We held two 0xSalon conversations under Chatham House Rule on 'Prophet Motives'. This is an audio conversation recollecting and extending those discussions.
We held two 0xSalon conversations under Chatham House Rule on 'Prophet Motives'. This is an audio conversation recollecting and extending those discussions. With Wassim Alsindi, Martina Cavalot, Jasmine Erkan, Ellie Hain, Kei Kreutler, Alessandro Longo & Karin Valis.
Topic page: https://0xsalon.pubpub.org/pub/oczjk65o/release/2?readingCollection=17bb1dac
Arena Channel: www.are.na/0x-salon/prophet-motives
Image generated with Craiyon and Stable Diffusion, 2022.
Prophet Motives explores imbrications of capital, technology, and divinity, with attention paid to the reshaping of the world map by would-be empires and their messianic figureheads. For as long as there has been financial capital, risk and speculation have orbited, manipulated and harvested from it. As narrative feedback machines, simultaneously reading and rewriting realities, markets exist as a distributed conversation amongst speculators driven by profit motives and an appetite for divination and prophecy. Despite the ostensible ‘neutrality’ afforded by technology advances, recognisable human characteristics and archetypes appear again and again.
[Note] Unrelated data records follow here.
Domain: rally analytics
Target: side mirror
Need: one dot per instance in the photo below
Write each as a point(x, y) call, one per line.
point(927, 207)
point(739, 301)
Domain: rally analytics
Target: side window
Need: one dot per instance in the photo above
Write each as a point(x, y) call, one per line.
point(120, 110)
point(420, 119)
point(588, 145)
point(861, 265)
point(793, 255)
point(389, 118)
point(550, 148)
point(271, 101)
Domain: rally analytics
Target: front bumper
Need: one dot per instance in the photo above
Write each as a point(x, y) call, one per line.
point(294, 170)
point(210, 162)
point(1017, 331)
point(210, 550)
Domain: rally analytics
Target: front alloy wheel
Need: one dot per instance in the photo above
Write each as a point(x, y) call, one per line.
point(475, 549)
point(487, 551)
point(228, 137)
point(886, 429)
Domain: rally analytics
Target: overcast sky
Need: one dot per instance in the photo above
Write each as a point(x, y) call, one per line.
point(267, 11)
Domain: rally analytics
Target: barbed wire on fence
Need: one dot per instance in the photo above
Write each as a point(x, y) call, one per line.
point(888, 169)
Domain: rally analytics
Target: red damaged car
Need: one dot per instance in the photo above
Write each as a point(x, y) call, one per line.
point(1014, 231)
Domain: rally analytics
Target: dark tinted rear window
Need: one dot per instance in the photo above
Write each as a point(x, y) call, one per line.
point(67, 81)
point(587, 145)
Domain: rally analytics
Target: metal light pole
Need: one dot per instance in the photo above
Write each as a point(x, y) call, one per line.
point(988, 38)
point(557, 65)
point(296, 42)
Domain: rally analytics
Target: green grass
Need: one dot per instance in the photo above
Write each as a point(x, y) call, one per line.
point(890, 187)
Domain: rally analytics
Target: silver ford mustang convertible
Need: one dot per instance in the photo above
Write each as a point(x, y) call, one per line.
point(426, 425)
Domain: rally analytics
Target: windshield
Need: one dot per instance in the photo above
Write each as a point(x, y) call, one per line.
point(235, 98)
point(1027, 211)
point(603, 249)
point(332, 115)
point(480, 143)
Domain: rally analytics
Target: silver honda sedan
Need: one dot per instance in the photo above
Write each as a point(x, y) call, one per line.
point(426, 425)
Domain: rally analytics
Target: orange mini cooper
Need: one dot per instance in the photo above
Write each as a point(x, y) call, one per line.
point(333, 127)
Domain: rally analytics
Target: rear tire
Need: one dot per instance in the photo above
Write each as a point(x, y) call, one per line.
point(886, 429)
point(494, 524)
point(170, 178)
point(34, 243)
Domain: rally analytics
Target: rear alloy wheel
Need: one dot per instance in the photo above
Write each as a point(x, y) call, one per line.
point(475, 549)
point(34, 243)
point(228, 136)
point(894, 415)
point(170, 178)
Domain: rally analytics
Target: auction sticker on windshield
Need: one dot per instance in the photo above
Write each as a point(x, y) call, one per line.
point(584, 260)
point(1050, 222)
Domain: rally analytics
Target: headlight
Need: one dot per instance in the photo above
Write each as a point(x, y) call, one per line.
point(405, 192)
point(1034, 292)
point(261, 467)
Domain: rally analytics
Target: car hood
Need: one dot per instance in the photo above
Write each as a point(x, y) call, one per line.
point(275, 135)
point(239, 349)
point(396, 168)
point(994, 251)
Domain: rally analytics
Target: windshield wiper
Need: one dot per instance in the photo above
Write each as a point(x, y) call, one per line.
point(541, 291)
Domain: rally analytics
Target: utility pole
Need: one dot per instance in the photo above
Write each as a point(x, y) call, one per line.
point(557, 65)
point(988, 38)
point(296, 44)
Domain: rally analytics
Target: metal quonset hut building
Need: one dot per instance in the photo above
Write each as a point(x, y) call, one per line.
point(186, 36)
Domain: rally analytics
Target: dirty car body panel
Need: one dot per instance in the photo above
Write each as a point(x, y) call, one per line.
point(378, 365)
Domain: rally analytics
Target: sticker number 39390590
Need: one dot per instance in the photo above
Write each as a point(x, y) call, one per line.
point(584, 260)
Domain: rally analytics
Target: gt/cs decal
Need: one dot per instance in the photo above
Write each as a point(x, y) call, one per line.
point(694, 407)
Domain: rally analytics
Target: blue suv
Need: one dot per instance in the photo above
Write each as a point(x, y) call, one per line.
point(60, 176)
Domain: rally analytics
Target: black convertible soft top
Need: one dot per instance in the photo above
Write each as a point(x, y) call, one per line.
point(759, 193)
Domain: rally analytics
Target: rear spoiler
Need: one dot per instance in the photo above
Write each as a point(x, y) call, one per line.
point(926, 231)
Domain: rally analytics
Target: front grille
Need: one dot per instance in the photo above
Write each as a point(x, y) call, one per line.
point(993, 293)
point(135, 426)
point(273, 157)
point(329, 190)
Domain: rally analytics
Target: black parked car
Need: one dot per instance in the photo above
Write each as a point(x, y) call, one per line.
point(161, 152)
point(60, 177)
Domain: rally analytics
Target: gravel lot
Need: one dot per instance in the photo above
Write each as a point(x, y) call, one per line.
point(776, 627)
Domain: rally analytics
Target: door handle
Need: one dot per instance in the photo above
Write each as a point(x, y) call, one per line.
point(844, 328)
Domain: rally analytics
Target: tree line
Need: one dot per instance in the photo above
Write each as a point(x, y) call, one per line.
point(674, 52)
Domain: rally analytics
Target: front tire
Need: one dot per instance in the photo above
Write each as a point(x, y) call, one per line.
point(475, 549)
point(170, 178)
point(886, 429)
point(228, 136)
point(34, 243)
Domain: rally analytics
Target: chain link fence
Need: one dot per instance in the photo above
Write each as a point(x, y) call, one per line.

Today, new strains of techno-colonialism are emerging, which are the latest of a series of echoes throughout Western history. An ascendant cabal of technology elites are attempting to reshape the world in their favour, whilst hiding in plain sight behind the faceless technologies that have enriched them. Theirs is a Promethean zealotry without faith: affecting an aura of ‘divine sanction’ for the purposes of elevating the ego, enriching the ‘chosen ones’, and creating empires of varying stripes. Was it not always so? History is littered with examples of the unintended consequences that are risked when the self-righteous set the agenda. Can foreknowledge of a prophet’s motives help us prepare for and be organised against the ‘captains of industry’ and their masculine (demi)urges?